Grace Coleman (29 April 1943 – 27 August 2009) was a Ghanaian politician and a member of Parliament for the Effiduase Asokore Constituency representing the Fourth Parliament of the Fourth Republic of Ghana.

== Early life and education==
Coleman was born at Effiduase in the Ashanti Region of Ghana. She attended Wesley Girls High School from 1962, she obtained her Ordinary and Advanced Level certificates and continued her education at the University of Ghana, Legon, where she studied Economics and obtained a Bachelor's degree. Coleman earned her master's degree at Vanderbilt University in the United States of America in 1979, and also achieved a certificate in Leadership and Development at Harvard University in 1998.

== Career==
From 1968 to 1974, Coleman worked with the Ghana Commercial Bank (GCB), Ejisu branch in Kumasi, where she rose to become the branch manager, and between 1975 and 1980, she was a Senior Economic Officer at the Ministry of Finance and Economic Planning.

She was Ghana's Ambassador to the Netherlands from 1980 to 1982 during the Limann administration. She became a teacher, from 1983 to 1991, and became a senior lecturer at the Institute for Training in Intercultural Management in Holland.

Coleman was a Deputy Minister of Finance and Economic Planning in the first term of the Kufuor administration.

== Politics==
Coleman was first elected to parliament during the December 1996 Ghanaian General Elections on the Ticket of the New Patriotic Party for the Effiduase Asokore Constituency in the Ashanti Region of Ghana She polled 13,154 votes out of the 19,077 valid votes cast representing 54.90%. She maintained her seat in the 2000 Elections In the year 2000, Coleman won the general election as the member of parliament for the Effiduase Asokore constituency of the Ashanti Region. She won on the ticket of the New Patriotic Party. Her constituency was a part of the 31 parliamentary seats out of 33 seats won by the New Patriotic Party in that election for the Ashanti Region. The New Patriotic Party won a majority total of 99 parliamentary seats out of 200 seats. She was elected with 13,954 votes out of 19,799 total valid votes cast. This was equivalent to 71.2% of the total valid votes cast.

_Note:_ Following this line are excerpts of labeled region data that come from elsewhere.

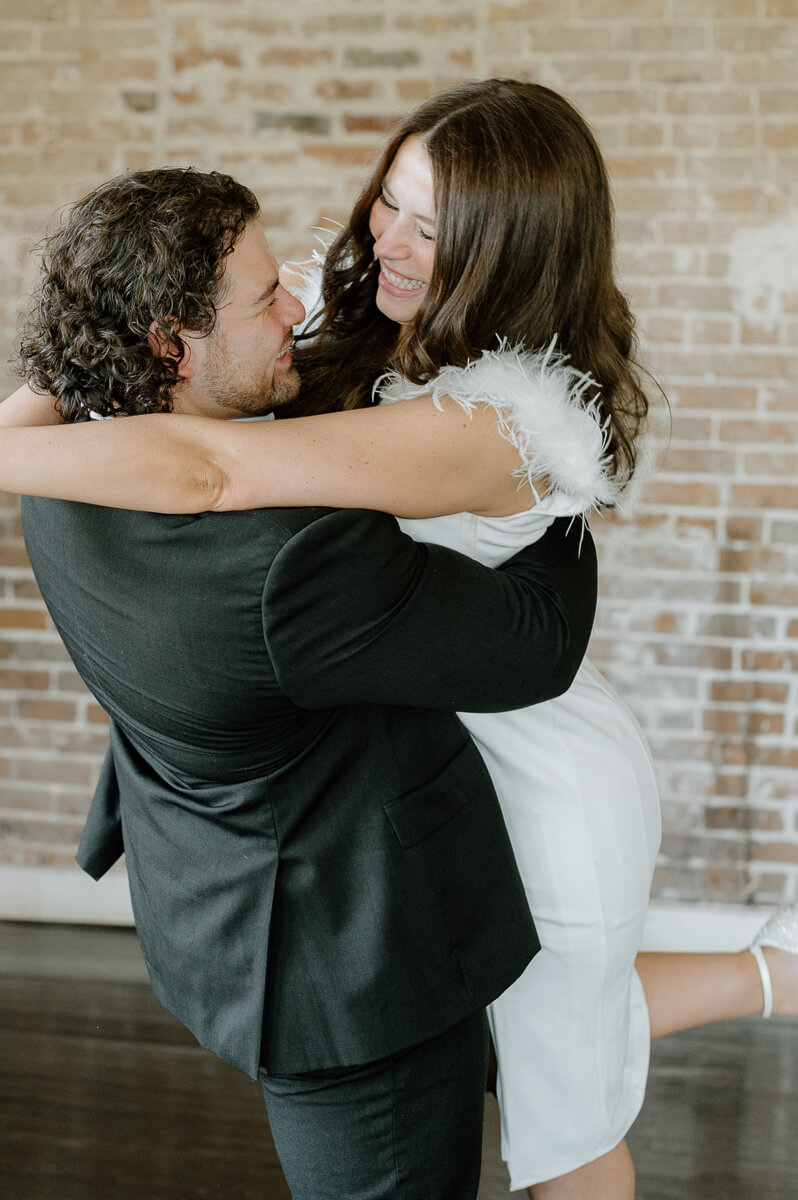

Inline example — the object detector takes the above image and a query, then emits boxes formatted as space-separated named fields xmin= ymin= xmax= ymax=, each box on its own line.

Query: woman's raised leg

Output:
xmin=636 ymin=946 xmax=798 ymax=1038
xmin=529 ymin=1141 xmax=635 ymax=1200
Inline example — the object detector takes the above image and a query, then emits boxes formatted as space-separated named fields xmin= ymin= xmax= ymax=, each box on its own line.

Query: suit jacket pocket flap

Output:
xmin=383 ymin=743 xmax=470 ymax=848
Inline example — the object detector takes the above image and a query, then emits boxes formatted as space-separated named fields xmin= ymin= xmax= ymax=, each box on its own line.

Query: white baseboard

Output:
xmin=641 ymin=900 xmax=774 ymax=953
xmin=0 ymin=866 xmax=773 ymax=952
xmin=0 ymin=865 xmax=133 ymax=925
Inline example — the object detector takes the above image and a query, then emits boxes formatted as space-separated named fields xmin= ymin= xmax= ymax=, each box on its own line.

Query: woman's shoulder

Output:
xmin=379 ymin=342 xmax=622 ymax=515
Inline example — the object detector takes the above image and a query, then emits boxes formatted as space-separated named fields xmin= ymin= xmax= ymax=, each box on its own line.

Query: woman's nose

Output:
xmin=374 ymin=221 xmax=409 ymax=258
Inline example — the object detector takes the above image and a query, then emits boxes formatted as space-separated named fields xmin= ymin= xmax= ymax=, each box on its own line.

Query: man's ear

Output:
xmin=146 ymin=320 xmax=194 ymax=379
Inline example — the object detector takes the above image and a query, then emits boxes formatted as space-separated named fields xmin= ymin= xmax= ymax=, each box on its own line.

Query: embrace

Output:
xmin=0 ymin=79 xmax=798 ymax=1200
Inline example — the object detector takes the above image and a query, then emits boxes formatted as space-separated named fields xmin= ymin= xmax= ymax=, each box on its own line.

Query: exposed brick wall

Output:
xmin=0 ymin=0 xmax=798 ymax=902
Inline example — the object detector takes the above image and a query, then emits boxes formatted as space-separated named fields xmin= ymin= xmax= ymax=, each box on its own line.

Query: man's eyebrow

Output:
xmin=383 ymin=180 xmax=436 ymax=224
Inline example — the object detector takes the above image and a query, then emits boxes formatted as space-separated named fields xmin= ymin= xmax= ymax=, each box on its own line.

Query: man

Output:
xmin=10 ymin=169 xmax=595 ymax=1200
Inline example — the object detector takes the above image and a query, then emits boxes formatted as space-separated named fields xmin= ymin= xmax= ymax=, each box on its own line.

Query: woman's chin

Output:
xmin=377 ymin=288 xmax=424 ymax=325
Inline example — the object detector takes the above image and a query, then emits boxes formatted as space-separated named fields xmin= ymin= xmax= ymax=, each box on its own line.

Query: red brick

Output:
xmin=19 ymin=700 xmax=78 ymax=722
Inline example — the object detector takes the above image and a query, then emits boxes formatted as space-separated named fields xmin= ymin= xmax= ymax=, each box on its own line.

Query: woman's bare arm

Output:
xmin=0 ymin=383 xmax=61 ymax=426
xmin=0 ymin=396 xmax=545 ymax=517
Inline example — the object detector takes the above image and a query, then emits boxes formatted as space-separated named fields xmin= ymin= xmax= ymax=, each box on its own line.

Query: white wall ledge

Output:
xmin=0 ymin=866 xmax=773 ymax=952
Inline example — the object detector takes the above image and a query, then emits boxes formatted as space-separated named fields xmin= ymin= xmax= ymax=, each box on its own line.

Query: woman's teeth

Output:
xmin=380 ymin=263 xmax=426 ymax=292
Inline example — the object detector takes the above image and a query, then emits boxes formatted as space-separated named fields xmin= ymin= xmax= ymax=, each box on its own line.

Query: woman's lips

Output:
xmin=377 ymin=264 xmax=427 ymax=299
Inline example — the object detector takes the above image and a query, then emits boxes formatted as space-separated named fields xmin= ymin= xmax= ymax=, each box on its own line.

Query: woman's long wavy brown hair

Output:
xmin=287 ymin=79 xmax=648 ymax=480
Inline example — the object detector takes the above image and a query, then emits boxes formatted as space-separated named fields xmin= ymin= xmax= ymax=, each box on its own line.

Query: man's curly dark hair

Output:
xmin=16 ymin=167 xmax=259 ymax=421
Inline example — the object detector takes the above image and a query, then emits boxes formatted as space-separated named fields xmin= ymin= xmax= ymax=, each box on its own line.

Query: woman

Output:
xmin=0 ymin=80 xmax=798 ymax=1200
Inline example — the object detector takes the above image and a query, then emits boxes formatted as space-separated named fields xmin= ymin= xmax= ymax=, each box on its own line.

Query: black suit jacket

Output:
xmin=23 ymin=498 xmax=595 ymax=1076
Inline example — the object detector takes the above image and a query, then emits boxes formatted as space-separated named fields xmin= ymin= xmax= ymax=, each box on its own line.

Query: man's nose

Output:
xmin=282 ymin=290 xmax=305 ymax=329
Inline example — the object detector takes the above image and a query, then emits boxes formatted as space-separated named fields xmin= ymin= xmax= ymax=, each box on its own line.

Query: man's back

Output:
xmin=24 ymin=499 xmax=585 ymax=1075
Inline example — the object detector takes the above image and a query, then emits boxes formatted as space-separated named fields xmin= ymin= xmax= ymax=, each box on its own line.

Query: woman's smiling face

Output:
xmin=368 ymin=134 xmax=436 ymax=324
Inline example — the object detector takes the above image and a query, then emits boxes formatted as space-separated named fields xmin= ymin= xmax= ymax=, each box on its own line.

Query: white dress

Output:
xmin=291 ymin=270 xmax=660 ymax=1189
xmin=383 ymin=350 xmax=660 ymax=1189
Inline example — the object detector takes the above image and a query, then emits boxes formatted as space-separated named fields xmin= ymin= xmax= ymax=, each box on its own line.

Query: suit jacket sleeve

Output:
xmin=263 ymin=510 xmax=596 ymax=712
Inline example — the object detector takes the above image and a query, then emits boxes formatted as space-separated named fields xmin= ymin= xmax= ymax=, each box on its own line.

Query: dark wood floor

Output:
xmin=0 ymin=925 xmax=798 ymax=1200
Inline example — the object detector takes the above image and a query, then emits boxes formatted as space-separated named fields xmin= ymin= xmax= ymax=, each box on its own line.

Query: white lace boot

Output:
xmin=749 ymin=904 xmax=798 ymax=1016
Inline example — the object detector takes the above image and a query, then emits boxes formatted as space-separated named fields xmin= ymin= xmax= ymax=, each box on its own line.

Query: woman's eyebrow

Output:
xmin=383 ymin=180 xmax=436 ymax=224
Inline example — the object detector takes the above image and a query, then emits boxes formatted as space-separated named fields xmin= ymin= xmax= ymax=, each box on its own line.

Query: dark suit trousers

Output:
xmin=260 ymin=1012 xmax=488 ymax=1200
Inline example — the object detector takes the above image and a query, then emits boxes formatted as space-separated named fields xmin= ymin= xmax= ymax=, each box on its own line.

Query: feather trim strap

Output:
xmin=284 ymin=217 xmax=341 ymax=335
xmin=376 ymin=341 xmax=623 ymax=516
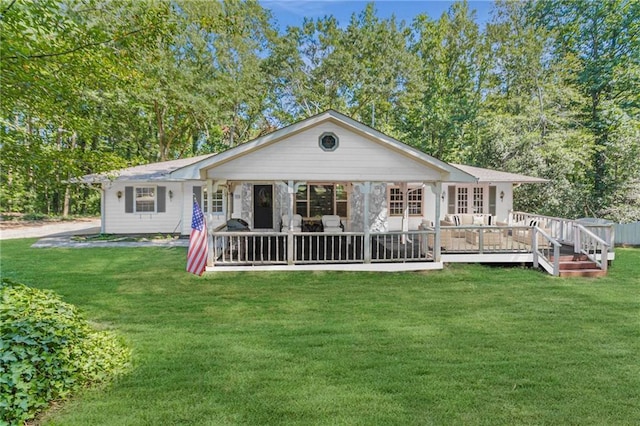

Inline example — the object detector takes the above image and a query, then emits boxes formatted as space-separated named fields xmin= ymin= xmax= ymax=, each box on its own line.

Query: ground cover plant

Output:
xmin=1 ymin=240 xmax=640 ymax=425
xmin=0 ymin=277 xmax=130 ymax=424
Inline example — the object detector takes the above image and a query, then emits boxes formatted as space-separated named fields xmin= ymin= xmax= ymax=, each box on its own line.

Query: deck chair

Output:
xmin=322 ymin=214 xmax=342 ymax=233
xmin=280 ymin=214 xmax=302 ymax=232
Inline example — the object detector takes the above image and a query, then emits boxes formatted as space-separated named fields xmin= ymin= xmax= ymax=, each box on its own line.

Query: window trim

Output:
xmin=454 ymin=184 xmax=491 ymax=214
xmin=387 ymin=185 xmax=425 ymax=217
xmin=133 ymin=185 xmax=158 ymax=214
xmin=294 ymin=182 xmax=349 ymax=219
xmin=201 ymin=186 xmax=225 ymax=216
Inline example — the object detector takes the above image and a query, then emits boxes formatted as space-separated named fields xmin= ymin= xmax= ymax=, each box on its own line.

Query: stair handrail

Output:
xmin=532 ymin=226 xmax=562 ymax=277
xmin=574 ymin=222 xmax=609 ymax=272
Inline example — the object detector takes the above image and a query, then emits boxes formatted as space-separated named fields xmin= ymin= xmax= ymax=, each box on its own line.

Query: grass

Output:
xmin=1 ymin=240 xmax=640 ymax=425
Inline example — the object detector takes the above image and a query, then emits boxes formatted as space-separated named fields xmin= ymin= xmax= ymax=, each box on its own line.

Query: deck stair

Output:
xmin=552 ymin=254 xmax=607 ymax=277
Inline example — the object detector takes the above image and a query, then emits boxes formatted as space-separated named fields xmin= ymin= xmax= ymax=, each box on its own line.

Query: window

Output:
xmin=407 ymin=188 xmax=422 ymax=216
xmin=389 ymin=186 xmax=424 ymax=216
xmin=456 ymin=187 xmax=469 ymax=214
xmin=136 ymin=186 xmax=156 ymax=213
xmin=202 ymin=187 xmax=224 ymax=214
xmin=296 ymin=184 xmax=348 ymax=217
xmin=473 ymin=187 xmax=484 ymax=213
xmin=389 ymin=186 xmax=404 ymax=216
xmin=449 ymin=186 xmax=488 ymax=214
xmin=318 ymin=133 xmax=338 ymax=151
xmin=124 ymin=186 xmax=165 ymax=213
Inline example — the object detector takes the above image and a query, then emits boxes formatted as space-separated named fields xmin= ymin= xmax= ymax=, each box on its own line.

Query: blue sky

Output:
xmin=260 ymin=0 xmax=493 ymax=31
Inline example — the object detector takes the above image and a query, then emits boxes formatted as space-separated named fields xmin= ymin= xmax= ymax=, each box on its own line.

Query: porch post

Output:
xmin=287 ymin=180 xmax=296 ymax=265
xmin=205 ymin=179 xmax=218 ymax=266
xmin=400 ymin=182 xmax=409 ymax=244
xmin=362 ymin=182 xmax=371 ymax=263
xmin=432 ymin=181 xmax=442 ymax=262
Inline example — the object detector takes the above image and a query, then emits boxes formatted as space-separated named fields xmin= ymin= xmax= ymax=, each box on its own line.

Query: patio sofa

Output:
xmin=440 ymin=213 xmax=496 ymax=238
xmin=512 ymin=220 xmax=551 ymax=247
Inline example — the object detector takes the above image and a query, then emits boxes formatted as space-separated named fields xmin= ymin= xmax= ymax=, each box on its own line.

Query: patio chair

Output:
xmin=322 ymin=214 xmax=343 ymax=233
xmin=280 ymin=214 xmax=302 ymax=232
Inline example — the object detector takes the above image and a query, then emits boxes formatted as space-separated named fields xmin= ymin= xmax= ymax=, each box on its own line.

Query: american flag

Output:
xmin=187 ymin=200 xmax=208 ymax=275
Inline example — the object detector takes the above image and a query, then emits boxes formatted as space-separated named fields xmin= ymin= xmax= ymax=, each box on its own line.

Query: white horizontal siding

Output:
xmin=207 ymin=122 xmax=440 ymax=182
xmin=104 ymin=182 xmax=184 ymax=234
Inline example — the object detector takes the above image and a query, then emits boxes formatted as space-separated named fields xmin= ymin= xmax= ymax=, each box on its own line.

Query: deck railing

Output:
xmin=208 ymin=220 xmax=609 ymax=275
xmin=576 ymin=224 xmax=609 ymax=271
xmin=509 ymin=211 xmax=615 ymax=252
xmin=209 ymin=230 xmax=435 ymax=266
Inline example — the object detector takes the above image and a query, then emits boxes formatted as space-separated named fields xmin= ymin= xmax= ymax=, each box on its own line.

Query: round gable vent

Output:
xmin=318 ymin=133 xmax=338 ymax=151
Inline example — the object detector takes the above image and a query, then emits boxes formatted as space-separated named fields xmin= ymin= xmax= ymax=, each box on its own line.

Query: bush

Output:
xmin=0 ymin=278 xmax=130 ymax=424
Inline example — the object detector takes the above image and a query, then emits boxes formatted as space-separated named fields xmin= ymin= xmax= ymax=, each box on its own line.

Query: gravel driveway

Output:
xmin=0 ymin=219 xmax=100 ymax=240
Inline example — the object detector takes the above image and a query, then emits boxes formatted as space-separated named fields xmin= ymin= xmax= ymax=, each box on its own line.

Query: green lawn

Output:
xmin=1 ymin=240 xmax=640 ymax=426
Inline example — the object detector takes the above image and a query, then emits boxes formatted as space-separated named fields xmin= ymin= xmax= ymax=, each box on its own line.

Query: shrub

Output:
xmin=0 ymin=278 xmax=130 ymax=424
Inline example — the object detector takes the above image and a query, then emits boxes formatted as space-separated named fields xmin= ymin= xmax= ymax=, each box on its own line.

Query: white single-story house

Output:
xmin=76 ymin=110 xmax=606 ymax=276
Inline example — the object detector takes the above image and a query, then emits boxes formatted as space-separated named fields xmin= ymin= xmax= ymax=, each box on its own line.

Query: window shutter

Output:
xmin=447 ymin=186 xmax=457 ymax=214
xmin=156 ymin=186 xmax=167 ymax=213
xmin=489 ymin=186 xmax=496 ymax=216
xmin=191 ymin=186 xmax=204 ymax=206
xmin=124 ymin=186 xmax=133 ymax=213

She was elected over Kwasi Amakye-Boateng of the National Democratic Congress, Osei Kwabena of the Convention People's Party, Osei Addiya of the National Reformed Party, Lovia Yeboah of the People's National Convention and Alfred O. Baah of the United Ghana Movement. These won 4,408, 729, 246, 235 and 35 votes out of the total valid votes cast respectively. These were equivalent to 22.5%, 3.7%, 1.3%, 1.2% and 0.2% respectively of total valid votes cast.

She maintained her seat in 2004 after she polled 13,051 votes out of the 23,524 valid votes cast, representing 55.50%.

== Personal life==
Coleman was married to David Coleman and had four children. She died on 27 August 2009 of stress-related illness including diabetes.